Until now, Fairchild Dornier's primary focus has been on the 328 turboprop and jet programmes. With the launch of the 728JET family, Wolf intends to set up separate programme management organisations for 328JET, the 728JETfamily and the 42/44-seat 428JET, which he feels is sufficiently different from its 328JET forerunner to have its own department.
"We have already hired some experienced programme managers that have developed aircraft before [to lead the programmes], and will announce who they are in early August," he says.
Wolf has almost 33 years of experience in aerospace, having been at Douglas from 1989 through to early 1997, working on aircraft such as the MD-80, MD-90, MD-11 and most recently the MD-95 - now renamed the Boeing 717. His MD-95 experience is especially relevant to the 728JET programme, as the aircraft is being developed in a similar fashion to the international partnership which Wolf helped establish for Douglas.

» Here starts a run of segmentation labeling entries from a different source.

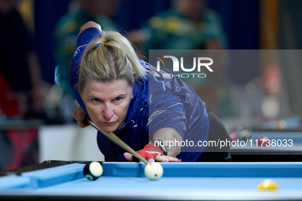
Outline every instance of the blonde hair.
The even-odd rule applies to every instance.
[[[146,74],[129,41],[118,32],[103,31],[84,51],[78,86],[82,92],[85,84],[91,81],[110,83],[125,79],[132,87],[134,81]]]

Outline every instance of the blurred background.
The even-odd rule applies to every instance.
[[[149,49],[237,50],[236,63],[229,55],[215,76],[187,83],[230,133],[300,131],[301,8],[299,0],[0,0],[0,170],[103,160],[96,131],[72,117],[71,60],[89,20],[125,35],[147,61]],[[266,51],[254,61],[246,50]]]

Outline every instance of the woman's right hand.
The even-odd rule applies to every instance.
[[[86,113],[81,106],[78,107],[73,113],[73,116],[78,122],[80,128],[85,128],[89,125],[85,119],[86,116]]]
[[[102,31],[101,25],[99,24],[96,22],[95,22],[93,21],[89,21],[87,22],[86,22],[83,26],[81,27],[81,28],[80,28],[80,32],[79,33],[79,35],[81,34],[81,33],[83,32],[83,31],[85,29],[90,28],[97,28],[99,29],[100,31]]]

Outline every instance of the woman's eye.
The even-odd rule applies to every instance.
[[[122,98],[121,97],[118,97],[117,98],[115,98],[115,100],[117,101],[120,101],[122,100]]]
[[[96,98],[94,99],[94,100],[96,102],[100,102],[100,99]]]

The first risk-sharing partners will be announced around the end of August, rather later than had been hoped. The top priority is an engine decision, with General Electric's CF34-8D already rumoured to have been selected rather than Pratt & Whitney Canada/Snecma's SPW 14.
The wing package has attracted a bid from Textron Aerostructures teamed with Kawasaki, competing with bids from AIDC of Taiwan, and South Korea's Samsung leading a team including Daewoo, Korean Air and Hyundai. The South Korean team has also bid for fuselage work, against Aermacchi, OGMA and Sogerma.
Wolf is cautious about whether the programme will now go beyond 90 seats. There has been discussion of going as far as 110 seats with a so-called 1128JET stretch.
With aircraft for the 30, 40 and 70-seat market sectors now under development, allied to plans for 50- and 90-seat aircraft, Wolf hopes to realise what he calls a "very aggressive vision": leadership of the regional jet market.
"We are positioned to be the first [in the regional jet business] to produce a full family in the same way as Airbus and Boeing have done higher up the market," he says.